「疑惑のデパート」李代表への嫌悪感広がる
李氏が不人気の理由として現地メディアがこぞって指摘するのが、司法リスクだ。公職選挙法違反、北朝鮮への不法送金、土地開発をめぐる背任など、李氏はまるで「疑惑のデパート」状態である。
いくらむいても疑惑が次々と出てくることから「玉ねぎ男」の異名をとった曺国(チョ・グク)氏も、将来の大統領として望まれている。だが、先月14日に有罪が確定したため議員失職となり、今後10年間は選挙に立候補できない。
チョ・グク氏が有罪となった疑惑は公文書偽造や業務妨害である。それに比べると李氏のほうが量刑は重くなりかねない事案ばかりだ。しかも、これまで側近5人が不審死などにより命を落としており、韓国社会には「李在明大統領」への拒否感が漂っている。
非常戒厳が解除された直後は、尹大統領への批判が韓国全土を覆っていた。
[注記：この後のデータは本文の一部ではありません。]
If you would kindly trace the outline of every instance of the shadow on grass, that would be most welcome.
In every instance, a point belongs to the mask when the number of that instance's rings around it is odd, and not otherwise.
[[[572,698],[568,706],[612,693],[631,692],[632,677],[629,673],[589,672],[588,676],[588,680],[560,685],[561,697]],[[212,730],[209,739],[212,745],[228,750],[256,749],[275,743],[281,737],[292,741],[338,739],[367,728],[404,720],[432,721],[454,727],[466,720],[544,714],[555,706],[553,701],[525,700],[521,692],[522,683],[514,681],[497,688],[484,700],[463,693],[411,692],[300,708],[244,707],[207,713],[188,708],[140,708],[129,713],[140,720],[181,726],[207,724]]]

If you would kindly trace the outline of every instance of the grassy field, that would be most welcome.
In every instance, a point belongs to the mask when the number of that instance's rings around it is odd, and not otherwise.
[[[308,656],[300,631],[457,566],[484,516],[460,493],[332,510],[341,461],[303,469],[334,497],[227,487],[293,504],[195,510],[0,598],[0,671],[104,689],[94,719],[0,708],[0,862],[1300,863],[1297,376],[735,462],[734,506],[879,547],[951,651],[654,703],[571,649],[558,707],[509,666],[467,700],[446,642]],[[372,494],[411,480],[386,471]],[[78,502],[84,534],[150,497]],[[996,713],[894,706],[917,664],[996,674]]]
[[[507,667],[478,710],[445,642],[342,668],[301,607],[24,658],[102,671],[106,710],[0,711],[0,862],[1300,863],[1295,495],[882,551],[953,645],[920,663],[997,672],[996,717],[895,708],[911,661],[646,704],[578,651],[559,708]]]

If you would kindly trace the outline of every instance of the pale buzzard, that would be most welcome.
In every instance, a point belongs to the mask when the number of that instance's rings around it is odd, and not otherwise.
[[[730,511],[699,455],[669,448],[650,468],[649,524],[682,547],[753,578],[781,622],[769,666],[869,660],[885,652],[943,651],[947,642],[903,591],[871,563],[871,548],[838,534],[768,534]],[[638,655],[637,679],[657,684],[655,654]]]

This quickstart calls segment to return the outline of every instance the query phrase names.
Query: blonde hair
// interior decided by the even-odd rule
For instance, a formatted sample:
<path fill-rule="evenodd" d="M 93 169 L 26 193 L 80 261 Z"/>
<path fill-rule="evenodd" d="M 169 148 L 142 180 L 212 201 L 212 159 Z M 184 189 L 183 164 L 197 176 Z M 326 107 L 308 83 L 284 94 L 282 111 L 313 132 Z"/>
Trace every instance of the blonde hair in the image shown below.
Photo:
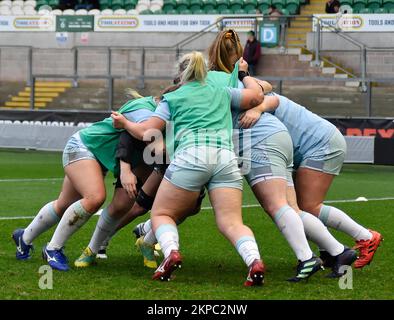
<path fill-rule="evenodd" d="M 125 94 L 127 97 L 130 97 L 132 99 L 140 99 L 143 98 L 144 96 L 140 95 L 139 92 L 133 88 L 127 88 L 125 89 Z"/>
<path fill-rule="evenodd" d="M 232 29 L 221 31 L 209 47 L 209 69 L 231 73 L 234 70 L 231 56 L 236 55 L 238 60 L 242 54 L 243 47 L 238 34 Z"/>
<path fill-rule="evenodd" d="M 204 82 L 207 73 L 207 65 L 201 52 L 187 53 L 179 61 L 179 78 L 182 84 L 194 80 Z"/>

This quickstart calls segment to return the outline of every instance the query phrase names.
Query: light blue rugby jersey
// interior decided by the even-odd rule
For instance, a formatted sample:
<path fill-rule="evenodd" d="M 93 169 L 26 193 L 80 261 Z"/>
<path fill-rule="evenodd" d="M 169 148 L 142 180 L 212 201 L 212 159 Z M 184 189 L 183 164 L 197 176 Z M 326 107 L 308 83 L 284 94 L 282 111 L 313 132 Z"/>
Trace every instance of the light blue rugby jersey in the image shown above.
<path fill-rule="evenodd" d="M 238 81 L 238 88 L 244 89 L 244 85 L 241 81 Z M 267 139 L 275 133 L 287 131 L 286 126 L 279 121 L 279 119 L 270 113 L 263 113 L 260 119 L 250 129 L 241 129 L 239 127 L 239 116 L 245 110 L 240 109 L 239 103 L 231 105 L 231 113 L 233 117 L 233 128 L 234 130 L 240 130 L 240 135 L 250 135 L 250 145 L 244 145 L 243 147 L 253 148 L 259 144 L 262 140 Z M 242 137 L 240 136 L 239 139 Z M 235 143 L 235 141 L 234 141 Z M 236 143 L 235 143 L 236 144 Z"/>
<path fill-rule="evenodd" d="M 155 113 L 148 109 L 138 109 L 130 112 L 126 112 L 123 115 L 126 117 L 127 120 L 132 122 L 142 122 L 148 120 L 152 115 Z"/>
<path fill-rule="evenodd" d="M 290 99 L 279 97 L 278 108 L 273 112 L 287 128 L 293 140 L 295 162 L 314 154 L 330 140 L 336 127 Z"/>

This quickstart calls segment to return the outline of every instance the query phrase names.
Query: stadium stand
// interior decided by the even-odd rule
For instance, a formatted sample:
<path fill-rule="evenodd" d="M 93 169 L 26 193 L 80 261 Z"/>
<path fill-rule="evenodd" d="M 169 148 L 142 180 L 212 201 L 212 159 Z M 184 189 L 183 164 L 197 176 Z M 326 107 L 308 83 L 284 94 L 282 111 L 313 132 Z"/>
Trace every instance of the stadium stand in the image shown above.
<path fill-rule="evenodd" d="M 304 5 L 310 4 L 313 8 L 313 4 L 319 4 L 319 9 L 324 5 L 324 1 L 308 0 L 100 0 L 99 3 L 101 11 L 66 9 L 59 12 L 59 0 L 2 0 L 0 14 L 268 14 L 273 4 L 284 15 L 297 15 L 302 13 Z M 394 13 L 394 0 L 342 0 L 341 5 L 352 7 L 354 13 Z"/>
そのときに行われたメディアリサーチによる世論調査では、李在明氏は次期大統領として最も高い支持(52.4%)を集めていた。
だが、そうした李支持者のなかには、「他に誰もいないから」という消去法で李氏を選んでいた人も少なくない。私の周りの韓国人に聞いてみても、「支持する」と答えた人のなかで3割程度がこのような“消去法での支持”という印象である。
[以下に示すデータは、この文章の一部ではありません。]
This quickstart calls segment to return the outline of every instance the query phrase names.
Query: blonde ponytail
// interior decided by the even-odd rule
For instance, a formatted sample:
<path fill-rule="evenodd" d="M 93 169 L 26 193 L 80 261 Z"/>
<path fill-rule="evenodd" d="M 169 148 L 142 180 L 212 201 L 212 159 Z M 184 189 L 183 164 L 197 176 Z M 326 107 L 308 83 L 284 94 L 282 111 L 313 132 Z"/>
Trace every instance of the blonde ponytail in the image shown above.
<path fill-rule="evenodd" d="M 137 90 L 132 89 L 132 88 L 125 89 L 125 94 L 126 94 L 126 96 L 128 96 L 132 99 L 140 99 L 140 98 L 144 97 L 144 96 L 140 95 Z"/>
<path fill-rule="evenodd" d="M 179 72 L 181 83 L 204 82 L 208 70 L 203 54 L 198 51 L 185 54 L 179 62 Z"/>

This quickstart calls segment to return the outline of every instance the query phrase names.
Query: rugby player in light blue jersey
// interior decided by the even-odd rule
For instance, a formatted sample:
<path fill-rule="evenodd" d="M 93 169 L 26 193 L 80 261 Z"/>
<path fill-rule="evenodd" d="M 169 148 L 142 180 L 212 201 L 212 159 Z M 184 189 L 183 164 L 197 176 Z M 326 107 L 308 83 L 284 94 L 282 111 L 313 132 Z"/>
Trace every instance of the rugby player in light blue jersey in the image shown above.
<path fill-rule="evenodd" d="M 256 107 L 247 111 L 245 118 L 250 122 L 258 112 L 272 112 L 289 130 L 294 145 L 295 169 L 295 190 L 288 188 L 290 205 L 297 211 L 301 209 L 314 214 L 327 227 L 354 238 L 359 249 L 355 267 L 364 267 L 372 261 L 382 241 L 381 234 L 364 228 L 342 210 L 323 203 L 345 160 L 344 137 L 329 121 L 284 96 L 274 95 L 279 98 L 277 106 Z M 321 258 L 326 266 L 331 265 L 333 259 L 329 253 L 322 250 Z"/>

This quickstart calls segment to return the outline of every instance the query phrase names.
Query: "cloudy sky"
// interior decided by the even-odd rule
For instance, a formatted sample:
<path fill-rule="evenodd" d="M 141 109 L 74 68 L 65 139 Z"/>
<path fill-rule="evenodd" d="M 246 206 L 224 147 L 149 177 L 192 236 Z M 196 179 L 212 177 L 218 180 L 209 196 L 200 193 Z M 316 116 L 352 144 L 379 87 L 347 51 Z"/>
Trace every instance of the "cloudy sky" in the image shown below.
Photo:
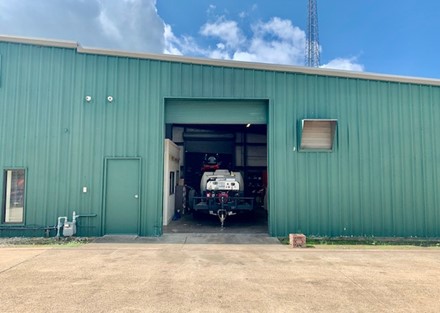
<path fill-rule="evenodd" d="M 439 0 L 318 0 L 323 67 L 440 78 Z M 303 65 L 307 0 L 0 0 L 0 34 Z"/>

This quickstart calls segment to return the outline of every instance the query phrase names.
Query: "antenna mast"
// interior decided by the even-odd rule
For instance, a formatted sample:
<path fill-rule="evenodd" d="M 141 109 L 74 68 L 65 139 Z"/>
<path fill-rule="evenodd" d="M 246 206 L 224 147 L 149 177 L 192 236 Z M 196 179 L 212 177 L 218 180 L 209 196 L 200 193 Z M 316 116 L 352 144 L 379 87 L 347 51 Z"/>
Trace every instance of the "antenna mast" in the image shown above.
<path fill-rule="evenodd" d="M 318 4 L 317 0 L 308 0 L 307 39 L 305 65 L 319 67 L 319 32 L 318 32 Z"/>

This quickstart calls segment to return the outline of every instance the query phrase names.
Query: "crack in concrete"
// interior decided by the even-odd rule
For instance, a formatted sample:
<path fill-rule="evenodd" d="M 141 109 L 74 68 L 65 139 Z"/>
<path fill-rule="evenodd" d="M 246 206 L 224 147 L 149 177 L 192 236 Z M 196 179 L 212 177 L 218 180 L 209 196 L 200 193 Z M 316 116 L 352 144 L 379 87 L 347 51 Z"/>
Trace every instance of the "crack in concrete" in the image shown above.
<path fill-rule="evenodd" d="M 8 271 L 10 271 L 10 270 L 12 270 L 12 269 L 18 267 L 18 266 L 20 266 L 20 265 L 22 265 L 22 264 L 24 264 L 24 263 L 26 263 L 26 262 L 28 262 L 28 261 L 31 261 L 31 260 L 33 260 L 33 259 L 39 257 L 39 256 L 42 255 L 43 253 L 46 253 L 48 250 L 50 250 L 50 249 L 44 250 L 43 252 L 38 253 L 38 254 L 36 254 L 36 255 L 33 255 L 33 256 L 31 256 L 30 258 L 26 259 L 26 260 L 23 260 L 23 261 L 21 261 L 21 262 L 19 262 L 19 263 L 16 263 L 16 264 L 14 264 L 14 265 L 12 265 L 12 266 L 10 266 L 10 267 L 4 269 L 4 270 L 1 270 L 1 271 L 0 271 L 0 275 L 2 275 L 2 274 L 4 274 L 4 273 L 6 273 L 6 272 L 8 272 Z"/>

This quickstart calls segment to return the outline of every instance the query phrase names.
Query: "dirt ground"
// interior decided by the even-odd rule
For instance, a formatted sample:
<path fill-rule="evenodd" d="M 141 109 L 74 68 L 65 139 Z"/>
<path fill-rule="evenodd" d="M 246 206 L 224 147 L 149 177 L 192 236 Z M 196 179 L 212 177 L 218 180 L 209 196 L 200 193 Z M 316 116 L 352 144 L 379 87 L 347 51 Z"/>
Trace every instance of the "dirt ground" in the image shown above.
<path fill-rule="evenodd" d="M 0 310 L 440 312 L 440 248 L 170 242 L 0 247 Z"/>

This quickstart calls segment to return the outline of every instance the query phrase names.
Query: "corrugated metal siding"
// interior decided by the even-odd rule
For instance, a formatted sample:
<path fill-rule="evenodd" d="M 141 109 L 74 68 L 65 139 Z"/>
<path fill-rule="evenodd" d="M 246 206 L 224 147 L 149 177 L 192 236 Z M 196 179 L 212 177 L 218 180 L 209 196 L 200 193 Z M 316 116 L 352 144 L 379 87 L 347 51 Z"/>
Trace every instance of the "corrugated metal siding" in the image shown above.
<path fill-rule="evenodd" d="M 79 229 L 81 235 L 99 235 L 104 157 L 140 156 L 147 177 L 141 231 L 160 234 L 163 98 L 158 66 L 69 49 L 0 46 L 8 60 L 0 90 L 0 160 L 2 167 L 28 169 L 26 224 L 54 225 L 58 216 L 71 216 L 73 210 L 97 213 L 82 218 Z M 81 192 L 83 186 L 88 193 Z"/>
<path fill-rule="evenodd" d="M 269 99 L 271 235 L 440 236 L 439 87 L 4 42 L 0 55 L 0 166 L 28 169 L 27 225 L 76 210 L 98 214 L 80 235 L 101 234 L 104 157 L 141 157 L 141 235 L 159 235 L 165 99 Z M 338 120 L 333 152 L 298 152 L 304 118 Z"/>
<path fill-rule="evenodd" d="M 296 220 L 275 233 L 438 236 L 438 88 L 307 78 L 298 118 L 336 118 L 333 153 L 294 153 Z M 314 88 L 324 92 L 317 93 Z M 301 92 L 298 90 L 298 92 Z M 423 96 L 422 96 L 423 95 Z M 436 102 L 434 102 L 436 99 Z M 437 106 L 436 106 L 437 104 Z M 429 204 L 428 204 L 429 203 Z M 293 229 L 292 229 L 293 228 Z"/>

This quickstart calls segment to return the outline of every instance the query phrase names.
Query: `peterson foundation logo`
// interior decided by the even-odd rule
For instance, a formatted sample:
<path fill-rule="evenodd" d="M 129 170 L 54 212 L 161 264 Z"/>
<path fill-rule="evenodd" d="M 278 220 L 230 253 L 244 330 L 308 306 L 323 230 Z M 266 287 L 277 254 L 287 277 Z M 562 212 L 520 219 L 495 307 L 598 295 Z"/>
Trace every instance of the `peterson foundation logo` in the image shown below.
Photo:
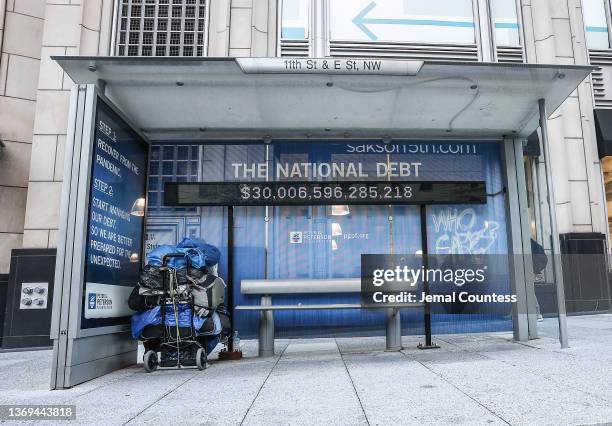
<path fill-rule="evenodd" d="M 113 309 L 113 299 L 104 293 L 88 293 L 87 306 L 89 309 Z"/>
<path fill-rule="evenodd" d="M 302 234 L 302 231 L 289 232 L 289 242 L 291 244 L 302 244 L 303 241 L 304 241 L 304 234 Z"/>

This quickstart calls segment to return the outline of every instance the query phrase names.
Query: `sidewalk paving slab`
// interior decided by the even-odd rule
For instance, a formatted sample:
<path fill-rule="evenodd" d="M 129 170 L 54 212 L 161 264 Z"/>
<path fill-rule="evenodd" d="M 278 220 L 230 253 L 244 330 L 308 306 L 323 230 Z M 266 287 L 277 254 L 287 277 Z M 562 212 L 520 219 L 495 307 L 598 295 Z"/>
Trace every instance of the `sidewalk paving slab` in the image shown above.
<path fill-rule="evenodd" d="M 293 340 L 249 409 L 245 425 L 367 424 L 334 339 Z"/>
<path fill-rule="evenodd" d="M 547 319 L 546 321 L 550 321 Z M 612 315 L 568 317 L 570 348 L 512 333 L 278 339 L 259 358 L 158 370 L 142 364 L 50 391 L 51 351 L 0 353 L 0 404 L 74 404 L 69 424 L 584 425 L 612 422 Z M 26 423 L 27 424 L 27 423 Z M 57 423 L 56 423 L 57 424 Z"/>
つまり、李在明氏の支持率は、非常戒厳から弾劾訴追案可決あたりがピークで、それ以降は時間が経てば下がる要素があった。
そうした状況を意識してか、李氏は尹大統領の弾劾審判を早く進めるよう要求してきた。そして実際に李氏の不安は的中し、支持率の下落は早かった。しかも、尹大統領の支持が復活したのは想定外だっただろう。